Here's selections from tuning...

[Graham]
Some people leave out multiples of 2 when calculating dissonances.
Then 15/8 and 6/5 come out the same. The LCM can be evaluated for
a whole chord, where C-E-G-B comes out unduly consonant. A way
round this problem is to calculate Euclidian distances on a
parallelogram lattice.

[Dave]
...applied to dyads where the ratio n:d is already in lowest terms,
the LCM is the same as the product n*d ... suffer from the possible
defect pointed out by Paul Erlich where for example, 15/4 has the
same complexity as 12/5, or 3/2 the same as 6/1. However the
disagreement with perceived dissonance may be taken care of by
TOLERANCE in the first case and SPAN in the second. So they may not
amount to a defect in the COMPLEXITY measure. Note also that the
LCM of a chord corresponds to the "guide tone"...

[Graham]
Harmonic entropy, which may or may not be related to dissonance, is
in fact related to the frequency an LCM above the VF. I believe
this is known as the "guide tone" in the literature. So, the lower
the guide tone, the lower the entropy. ... I don't know how to
generalise the harmonic entropy beyond dyads. However, my intuition
strongly suggests that it will still lead to the guide tone.

[Paul]
The guide tone is lower and simpler for utonal chords than otonal
chords. However, harmonic entropy will definitely be lower for
otonal chords. ... I don't see how LCM figures into it. If we can
somehow believe that for triads, the "area" is inversely
proportional to the geometric mean of the three integers most
simply expressing the chord (e.g., 4:5:6 or 10:12:15), then we
have a way to compute harmonic entropy for triads. But if you look
at a 2-d plot (such as a Dalitz plot) of all the triads, you'll see
that this "area" may have a very strange shape and might not be
possible to define with some generalization of mediants. Then
again, it might . . .

-Carl

>>note that my geometric generalization of tenney's HD function so
>>that it amounts to the LCM of the N integers when the N-ad is
>>expressed in lowest harmonic terms (the LCM of great
>>importance to measures like Euler's and, more recently,
>>Marion's) allows us to forget that it's a metric altogether . . .
>>and to forget about taxicab, since the construction of the
>>rectangle for a dyad already contains the definition of taxicab
>>inside it. of course, i have no idea what such a construction is
>>called, but who cares?

So the problem with lcm is the equal ranking of otonal and
utonal chords. The geometric mean doesn't have that problem.

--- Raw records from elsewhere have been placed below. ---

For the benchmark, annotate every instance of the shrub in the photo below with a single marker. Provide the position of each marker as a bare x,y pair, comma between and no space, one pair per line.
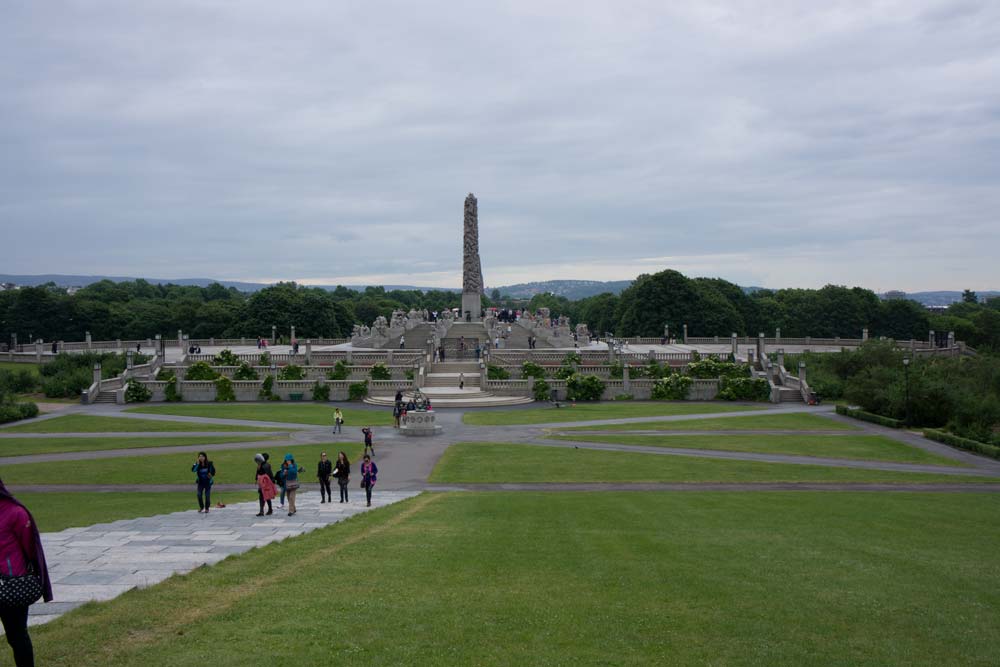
17,381
497,372
357,391
571,359
321,392
744,389
246,372
584,388
170,392
292,372
963,443
531,369
869,417
540,392
674,387
226,358
200,371
137,393
267,389
340,371
224,389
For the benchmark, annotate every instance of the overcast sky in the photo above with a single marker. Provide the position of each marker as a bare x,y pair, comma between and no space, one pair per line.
768,143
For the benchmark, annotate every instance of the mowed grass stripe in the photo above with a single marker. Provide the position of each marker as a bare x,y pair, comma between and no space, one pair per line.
590,411
494,463
301,413
57,511
101,424
858,447
633,579
796,421
233,466
56,445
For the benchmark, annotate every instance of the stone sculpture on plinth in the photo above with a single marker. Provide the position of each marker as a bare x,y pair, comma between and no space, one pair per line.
472,268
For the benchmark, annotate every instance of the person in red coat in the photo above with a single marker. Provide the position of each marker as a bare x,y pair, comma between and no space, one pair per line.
20,554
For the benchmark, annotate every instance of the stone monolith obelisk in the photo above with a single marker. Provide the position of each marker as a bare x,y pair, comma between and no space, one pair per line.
472,268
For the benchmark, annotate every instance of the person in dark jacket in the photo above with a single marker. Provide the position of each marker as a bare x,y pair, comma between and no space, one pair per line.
369,475
20,552
369,437
266,489
204,471
342,471
323,472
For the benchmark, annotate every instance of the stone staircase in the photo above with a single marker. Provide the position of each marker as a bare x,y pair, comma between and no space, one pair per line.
441,386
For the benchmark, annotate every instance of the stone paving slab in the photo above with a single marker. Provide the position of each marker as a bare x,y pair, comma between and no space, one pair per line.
103,561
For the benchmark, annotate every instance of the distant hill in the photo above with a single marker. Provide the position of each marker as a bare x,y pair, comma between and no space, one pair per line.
571,289
943,298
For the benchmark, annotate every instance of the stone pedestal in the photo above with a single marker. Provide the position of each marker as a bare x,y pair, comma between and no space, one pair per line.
473,304
419,423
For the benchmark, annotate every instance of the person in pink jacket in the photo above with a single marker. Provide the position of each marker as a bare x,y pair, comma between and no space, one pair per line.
20,554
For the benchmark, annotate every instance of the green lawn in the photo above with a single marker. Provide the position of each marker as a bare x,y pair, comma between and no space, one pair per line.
797,421
289,413
588,411
55,511
865,447
497,579
16,366
25,446
478,462
99,424
233,466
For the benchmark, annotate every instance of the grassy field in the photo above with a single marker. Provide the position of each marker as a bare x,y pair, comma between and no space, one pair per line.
289,413
798,421
25,446
588,411
233,466
501,463
100,424
491,579
55,511
16,366
863,447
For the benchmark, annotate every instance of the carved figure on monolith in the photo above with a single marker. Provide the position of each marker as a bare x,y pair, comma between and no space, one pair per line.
472,269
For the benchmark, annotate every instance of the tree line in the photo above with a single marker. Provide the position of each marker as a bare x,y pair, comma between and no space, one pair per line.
709,307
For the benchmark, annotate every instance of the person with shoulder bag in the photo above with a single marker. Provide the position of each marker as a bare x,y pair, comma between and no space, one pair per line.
24,577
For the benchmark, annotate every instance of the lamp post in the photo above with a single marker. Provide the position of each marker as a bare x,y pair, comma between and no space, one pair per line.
906,374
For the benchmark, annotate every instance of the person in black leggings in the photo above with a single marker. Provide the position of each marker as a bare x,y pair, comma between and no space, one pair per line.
323,472
342,471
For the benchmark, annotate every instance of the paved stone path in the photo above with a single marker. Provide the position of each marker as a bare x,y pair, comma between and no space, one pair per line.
103,561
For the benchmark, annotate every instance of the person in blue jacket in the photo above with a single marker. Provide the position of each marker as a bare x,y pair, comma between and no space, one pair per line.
204,471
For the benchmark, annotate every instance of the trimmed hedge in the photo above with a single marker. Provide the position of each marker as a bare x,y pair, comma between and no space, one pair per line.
962,443
869,417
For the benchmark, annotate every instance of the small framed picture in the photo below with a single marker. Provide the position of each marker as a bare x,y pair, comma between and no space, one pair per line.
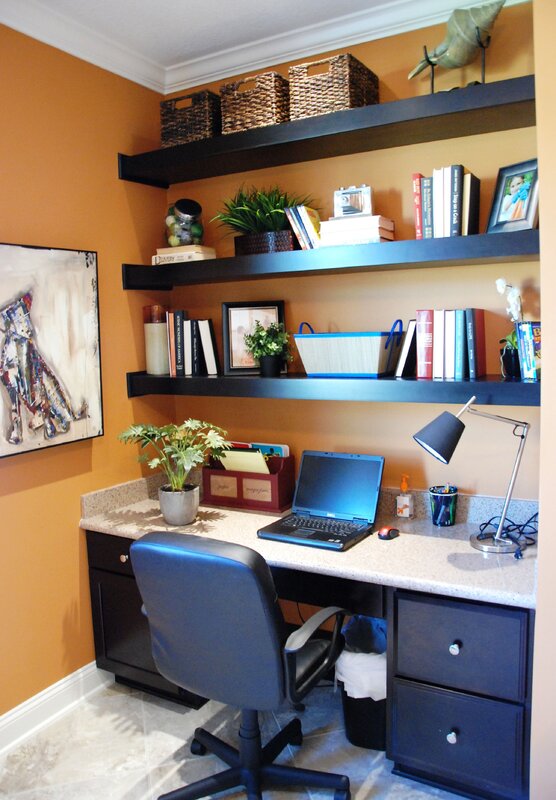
516,198
239,319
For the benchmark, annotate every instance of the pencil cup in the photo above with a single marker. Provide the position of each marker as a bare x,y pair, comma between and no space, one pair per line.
443,504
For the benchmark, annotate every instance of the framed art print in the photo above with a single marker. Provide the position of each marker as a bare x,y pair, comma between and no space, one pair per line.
516,198
50,385
239,319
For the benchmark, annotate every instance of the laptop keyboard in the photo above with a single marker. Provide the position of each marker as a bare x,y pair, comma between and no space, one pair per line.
335,527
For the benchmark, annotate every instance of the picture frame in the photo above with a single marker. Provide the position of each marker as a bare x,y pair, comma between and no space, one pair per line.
50,379
516,198
237,320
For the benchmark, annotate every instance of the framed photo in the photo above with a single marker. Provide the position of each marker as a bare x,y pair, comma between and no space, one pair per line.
516,198
239,319
50,388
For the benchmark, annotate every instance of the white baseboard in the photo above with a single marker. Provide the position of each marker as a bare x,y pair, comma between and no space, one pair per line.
50,704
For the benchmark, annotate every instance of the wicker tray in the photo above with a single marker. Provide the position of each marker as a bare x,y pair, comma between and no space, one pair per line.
346,84
189,118
267,102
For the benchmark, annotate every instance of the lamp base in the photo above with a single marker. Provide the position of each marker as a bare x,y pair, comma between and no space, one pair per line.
488,544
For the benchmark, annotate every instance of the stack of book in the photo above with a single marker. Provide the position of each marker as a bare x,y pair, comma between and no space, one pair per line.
446,204
444,344
187,252
305,223
529,349
191,346
356,229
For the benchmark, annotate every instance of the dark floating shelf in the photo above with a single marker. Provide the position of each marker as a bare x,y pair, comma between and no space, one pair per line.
457,251
484,108
490,390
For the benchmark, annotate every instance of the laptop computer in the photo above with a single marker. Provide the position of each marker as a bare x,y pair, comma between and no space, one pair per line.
335,501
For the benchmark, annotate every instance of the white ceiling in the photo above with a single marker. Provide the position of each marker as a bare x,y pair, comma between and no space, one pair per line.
169,45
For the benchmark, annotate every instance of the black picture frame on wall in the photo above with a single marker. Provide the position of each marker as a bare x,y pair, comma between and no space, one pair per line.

What ever happened to the paper on Farey sets by Remy and Thiel?

-Carl

--- In harmonic_entropy@y..., "Carl Lumma" <clumma@y...>
wrote:

> What ever happened to the paper on Farey sets by Remy and
>Thiel?

i don't know . . . was that mentioned before?

>>What ever happened to the paper on Farey sets by Remy and
>>Thiel?
>
>i don't know . . . was that mentioned before?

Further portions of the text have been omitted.